Ces textes grecs issus des manuscrits médiévaux ont été réimprimés à maintes reprises au cours des décennies suivantes et, après de nouvelles révisions, sont connus depuis 1633 sous le nom de « Textus Receptus » (le texte adopté/reçu par tous). Pendant des siècles, ils ont servi de base aux traductions de la Bible (dont la célèbre version 1611 du roi Jacques ou la version 1545/1912 de Luther).

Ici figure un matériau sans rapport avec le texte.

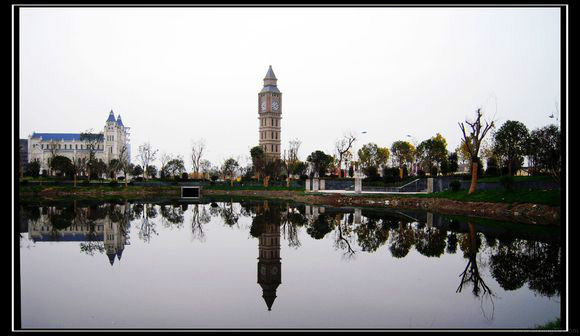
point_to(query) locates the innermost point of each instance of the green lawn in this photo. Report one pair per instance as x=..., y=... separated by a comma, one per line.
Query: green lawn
x=547, y=197
x=517, y=179
x=250, y=187
x=552, y=325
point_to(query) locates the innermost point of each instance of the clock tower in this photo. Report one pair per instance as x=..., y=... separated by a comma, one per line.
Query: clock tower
x=270, y=116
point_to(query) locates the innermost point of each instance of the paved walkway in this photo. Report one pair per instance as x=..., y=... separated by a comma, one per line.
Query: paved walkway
x=351, y=192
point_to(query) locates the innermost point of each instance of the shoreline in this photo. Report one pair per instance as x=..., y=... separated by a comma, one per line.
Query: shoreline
x=526, y=213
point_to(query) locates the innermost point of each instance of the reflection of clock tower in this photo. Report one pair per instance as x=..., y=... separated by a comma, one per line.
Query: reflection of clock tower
x=270, y=116
x=269, y=265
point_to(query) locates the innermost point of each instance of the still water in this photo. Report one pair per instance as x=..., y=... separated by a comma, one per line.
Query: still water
x=265, y=264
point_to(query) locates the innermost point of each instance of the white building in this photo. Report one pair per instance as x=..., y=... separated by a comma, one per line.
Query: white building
x=110, y=142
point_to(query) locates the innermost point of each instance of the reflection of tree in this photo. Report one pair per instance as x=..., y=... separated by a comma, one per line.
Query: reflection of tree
x=401, y=240
x=372, y=235
x=226, y=211
x=344, y=236
x=451, y=243
x=471, y=273
x=517, y=261
x=172, y=215
x=319, y=227
x=229, y=215
x=198, y=219
x=147, y=228
x=509, y=266
x=430, y=241
x=92, y=242
x=291, y=222
x=62, y=217
x=545, y=276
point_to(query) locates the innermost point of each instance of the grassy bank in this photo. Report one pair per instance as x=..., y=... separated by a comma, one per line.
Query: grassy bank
x=552, y=325
x=546, y=197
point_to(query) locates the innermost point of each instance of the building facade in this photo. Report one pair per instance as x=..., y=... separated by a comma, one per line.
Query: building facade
x=269, y=261
x=42, y=146
x=270, y=116
x=112, y=235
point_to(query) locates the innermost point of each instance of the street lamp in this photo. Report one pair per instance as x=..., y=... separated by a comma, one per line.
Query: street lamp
x=414, y=169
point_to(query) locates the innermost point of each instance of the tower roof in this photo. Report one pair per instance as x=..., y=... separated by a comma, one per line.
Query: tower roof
x=269, y=298
x=111, y=117
x=270, y=74
x=111, y=258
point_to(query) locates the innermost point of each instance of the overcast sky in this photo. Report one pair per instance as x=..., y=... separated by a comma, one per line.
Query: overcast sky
x=180, y=74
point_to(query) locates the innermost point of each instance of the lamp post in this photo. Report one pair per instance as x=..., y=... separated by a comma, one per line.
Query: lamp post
x=357, y=171
x=414, y=167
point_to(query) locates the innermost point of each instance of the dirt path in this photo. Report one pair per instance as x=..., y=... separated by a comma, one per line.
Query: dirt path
x=521, y=213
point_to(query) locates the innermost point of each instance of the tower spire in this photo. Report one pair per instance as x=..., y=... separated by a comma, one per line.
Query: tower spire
x=111, y=117
x=270, y=74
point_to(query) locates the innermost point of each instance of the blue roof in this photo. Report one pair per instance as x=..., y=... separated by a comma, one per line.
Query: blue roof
x=270, y=88
x=66, y=237
x=270, y=74
x=62, y=136
x=57, y=136
x=111, y=117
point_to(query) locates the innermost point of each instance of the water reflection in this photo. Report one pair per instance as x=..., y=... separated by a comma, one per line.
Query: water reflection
x=490, y=252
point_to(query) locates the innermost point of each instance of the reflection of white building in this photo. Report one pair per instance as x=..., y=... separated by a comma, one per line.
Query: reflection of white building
x=110, y=142
x=111, y=233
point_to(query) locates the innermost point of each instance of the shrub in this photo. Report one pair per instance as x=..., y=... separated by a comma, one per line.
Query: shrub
x=372, y=173
x=391, y=174
x=507, y=182
x=455, y=185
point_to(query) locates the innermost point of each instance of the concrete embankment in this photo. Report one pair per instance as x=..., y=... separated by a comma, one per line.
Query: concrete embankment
x=522, y=213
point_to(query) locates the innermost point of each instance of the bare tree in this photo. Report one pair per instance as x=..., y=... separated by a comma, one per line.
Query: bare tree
x=123, y=162
x=197, y=149
x=53, y=150
x=165, y=158
x=146, y=156
x=79, y=165
x=473, y=142
x=91, y=141
x=343, y=147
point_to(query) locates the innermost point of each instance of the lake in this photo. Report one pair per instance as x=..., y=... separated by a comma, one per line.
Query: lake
x=272, y=264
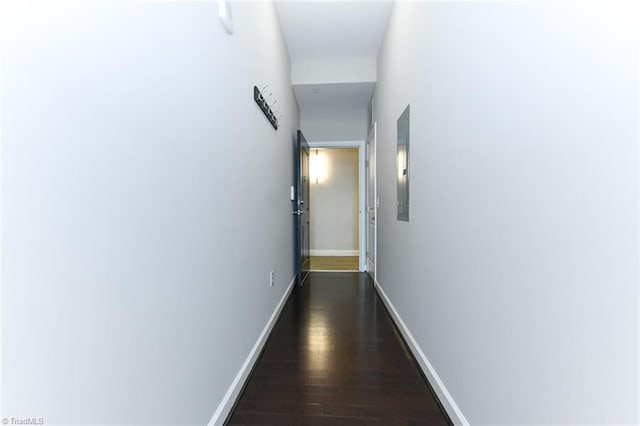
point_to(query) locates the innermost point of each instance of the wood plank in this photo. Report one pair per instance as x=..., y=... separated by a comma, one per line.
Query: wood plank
x=334, y=357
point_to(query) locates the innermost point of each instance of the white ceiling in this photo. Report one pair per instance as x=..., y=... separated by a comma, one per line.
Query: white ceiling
x=324, y=28
x=333, y=96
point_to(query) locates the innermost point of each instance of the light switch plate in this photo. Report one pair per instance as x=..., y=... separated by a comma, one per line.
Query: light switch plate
x=224, y=11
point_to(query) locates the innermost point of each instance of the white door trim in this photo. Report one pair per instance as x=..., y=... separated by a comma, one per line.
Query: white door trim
x=373, y=138
x=362, y=188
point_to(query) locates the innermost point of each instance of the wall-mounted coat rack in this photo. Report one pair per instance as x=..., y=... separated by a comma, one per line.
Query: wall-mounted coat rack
x=266, y=107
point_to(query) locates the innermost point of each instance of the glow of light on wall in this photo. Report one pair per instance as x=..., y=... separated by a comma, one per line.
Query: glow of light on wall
x=402, y=163
x=318, y=167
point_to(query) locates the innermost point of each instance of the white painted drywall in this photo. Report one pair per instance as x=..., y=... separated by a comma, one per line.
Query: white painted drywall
x=145, y=199
x=334, y=204
x=518, y=273
x=334, y=125
x=328, y=70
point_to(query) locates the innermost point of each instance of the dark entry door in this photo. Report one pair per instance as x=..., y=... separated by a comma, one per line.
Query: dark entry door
x=301, y=209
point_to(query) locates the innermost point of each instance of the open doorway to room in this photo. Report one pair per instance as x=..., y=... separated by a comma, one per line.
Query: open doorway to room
x=336, y=206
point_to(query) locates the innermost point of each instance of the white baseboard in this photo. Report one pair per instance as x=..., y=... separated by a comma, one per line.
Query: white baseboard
x=445, y=397
x=225, y=406
x=314, y=252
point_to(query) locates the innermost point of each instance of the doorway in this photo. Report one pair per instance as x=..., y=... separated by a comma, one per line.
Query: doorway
x=337, y=200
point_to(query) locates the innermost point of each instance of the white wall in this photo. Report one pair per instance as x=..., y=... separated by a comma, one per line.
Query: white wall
x=334, y=125
x=135, y=163
x=518, y=273
x=334, y=204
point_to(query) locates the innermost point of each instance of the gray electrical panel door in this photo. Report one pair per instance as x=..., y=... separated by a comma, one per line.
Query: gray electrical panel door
x=402, y=164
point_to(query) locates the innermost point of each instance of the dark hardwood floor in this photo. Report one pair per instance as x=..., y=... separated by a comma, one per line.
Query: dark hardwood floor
x=335, y=358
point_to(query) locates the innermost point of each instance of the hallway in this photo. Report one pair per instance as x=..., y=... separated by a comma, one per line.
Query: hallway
x=335, y=357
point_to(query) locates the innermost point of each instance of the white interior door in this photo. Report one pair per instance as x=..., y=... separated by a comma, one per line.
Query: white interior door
x=372, y=201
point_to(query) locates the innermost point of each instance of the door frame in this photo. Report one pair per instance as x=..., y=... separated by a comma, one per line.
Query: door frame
x=372, y=180
x=362, y=192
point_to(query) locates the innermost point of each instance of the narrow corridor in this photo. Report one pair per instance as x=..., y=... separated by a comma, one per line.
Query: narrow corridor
x=335, y=357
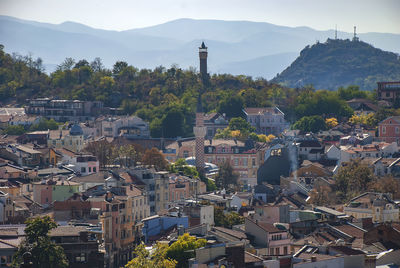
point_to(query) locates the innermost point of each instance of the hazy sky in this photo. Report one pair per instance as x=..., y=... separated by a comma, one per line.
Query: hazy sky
x=367, y=15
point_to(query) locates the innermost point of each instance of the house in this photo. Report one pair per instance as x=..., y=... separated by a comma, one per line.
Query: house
x=388, y=91
x=244, y=157
x=266, y=121
x=64, y=110
x=389, y=129
x=120, y=216
x=213, y=122
x=310, y=149
x=362, y=106
x=81, y=246
x=155, y=225
x=378, y=206
x=72, y=139
x=127, y=126
x=46, y=192
x=82, y=164
x=266, y=235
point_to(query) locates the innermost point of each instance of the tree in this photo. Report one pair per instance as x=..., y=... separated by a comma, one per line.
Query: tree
x=45, y=253
x=313, y=123
x=127, y=155
x=157, y=259
x=226, y=177
x=154, y=157
x=232, y=106
x=331, y=122
x=103, y=150
x=181, y=166
x=352, y=179
x=183, y=249
x=387, y=184
x=320, y=195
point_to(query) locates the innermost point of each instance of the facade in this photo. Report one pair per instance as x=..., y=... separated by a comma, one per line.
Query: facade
x=213, y=122
x=72, y=139
x=126, y=126
x=276, y=241
x=81, y=247
x=266, y=121
x=82, y=164
x=388, y=91
x=64, y=110
x=389, y=129
x=380, y=207
x=48, y=191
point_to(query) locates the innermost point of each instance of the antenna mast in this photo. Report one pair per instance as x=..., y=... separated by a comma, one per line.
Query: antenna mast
x=335, y=31
x=355, y=38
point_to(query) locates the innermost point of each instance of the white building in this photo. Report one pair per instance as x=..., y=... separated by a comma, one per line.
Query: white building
x=268, y=120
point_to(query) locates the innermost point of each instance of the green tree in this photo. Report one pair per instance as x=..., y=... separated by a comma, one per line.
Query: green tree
x=183, y=249
x=313, y=123
x=157, y=259
x=156, y=158
x=352, y=179
x=45, y=253
x=14, y=130
x=232, y=106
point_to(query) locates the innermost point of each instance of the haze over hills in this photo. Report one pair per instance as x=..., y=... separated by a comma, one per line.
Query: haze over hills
x=237, y=47
x=338, y=63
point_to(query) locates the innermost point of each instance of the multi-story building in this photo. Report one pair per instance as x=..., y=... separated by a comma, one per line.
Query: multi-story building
x=55, y=189
x=83, y=164
x=156, y=185
x=388, y=91
x=389, y=129
x=72, y=139
x=121, y=216
x=243, y=157
x=378, y=206
x=127, y=126
x=213, y=122
x=7, y=209
x=267, y=121
x=81, y=246
x=274, y=240
x=64, y=110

Mais ce « Textus Receptus » n’était pas assez ancien pour Tischendorf. Il voulait des manuscrits plus anciens, beaucoup plus anciens, comme base d’une nouvelle édition critique en grec, car, du point de vue de Tischendorf, plus la copie est ancienne et plus elle est proche de la date de composition des évangiles, plus les chances que les textes aient été falsifiés sont faibles. Pour lui, il était clair que dans la recherche du texte original du Nouveau Testament, il fallait procéder à partir des manuscrits les plus anciens, même si un grand âge n’est pas non plus toujours une garantie qu’il s’agit du texte le plus représentatif.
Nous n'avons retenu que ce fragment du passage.